SANTIAGO (Reuters) - Chile's economy showed signs it was continuing to slow mildly in November, with manufacturing output slipping for the fourth month straight, even as consumption and the labor market remained firm.
Manufacturing production fell 1.1 percent in November from a year earlier due in part to lower production of some steel and iron products, government data showed on Monday.
The fall was slightly smaller than a Reuters poll forecast for a 1.3 percent decrease.
Retail sales grew at a healthy 9.2 percent pace from a year earlier, government data also showed on Monday. Still, that was lower than the 13.4 percent increase in October and the 10.7 percent expansion posted in November 2012.
Mining powerhouse Chile is heavily dependent on exports and domestic consumption, so manufacturing and retail sales are closely monitored.

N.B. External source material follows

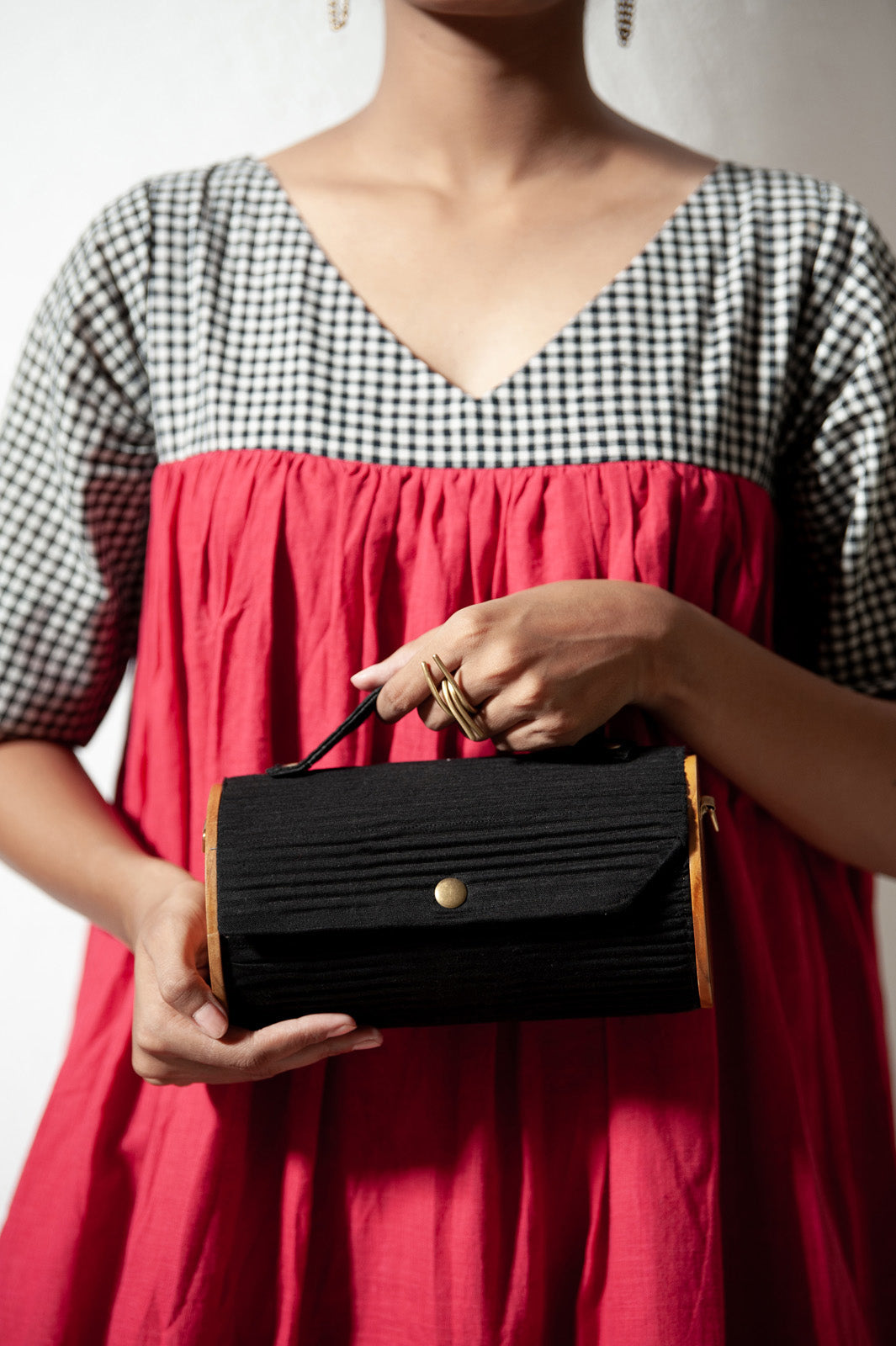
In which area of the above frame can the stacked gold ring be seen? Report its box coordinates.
[420,654,488,743]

The jobless rate for the September to November period inched down to 5.7 percent, as employment in agriculture, livestock, forestry, construction and real estate picked up, the government's INE statistics agency reported separately.
Analysts surveyed had expected the jobless rate to remain steady at 5.8 percent.
The central bank's five-person governing board was unanimous in its decision to hold the key interest rate at 4.50 percent on December 12, though they also weighed cutting the rate, minutes of the meeting showed earlier on Monday.
The central bank took a breather after cutting the rate by 25 basis points in both October and November as the economy cooled.
The decision to keep the rate on hold "was justified in that the slowdown of the economy had been mild and it was expected to grow steadily in the coming quarters," the minutes said.
"Plus two cuts had been made to the policy rate, which were working and would continue to gradually affect the components of demand that were the most sensitive to credit costs," the bank added.
The market largely expects the bank to stick to a wait-and-see stance in the short-term to get a stronger sense of where Chile's two-track economy is heading.
"The scenario of slowing domestic demand coupled with good growth in the natural resources sector is unchanged," said Matias Madrid, chief economist at Banco Penta. "This will likely lead the central bank to hold the rate again in January."
Meanwhile, data released on Monday showed that world No. 1 copper producer Chile produced 514,889 tonnes of copper in November, a 7.6 percent increase from the year before, due to a recovery in a major deposit that had a troubled 2012.
Chile, which produces a third of the world's copper, is struggling with dwindling ore grades in many of its aging deposits, although new mines have helped increase output in 2013.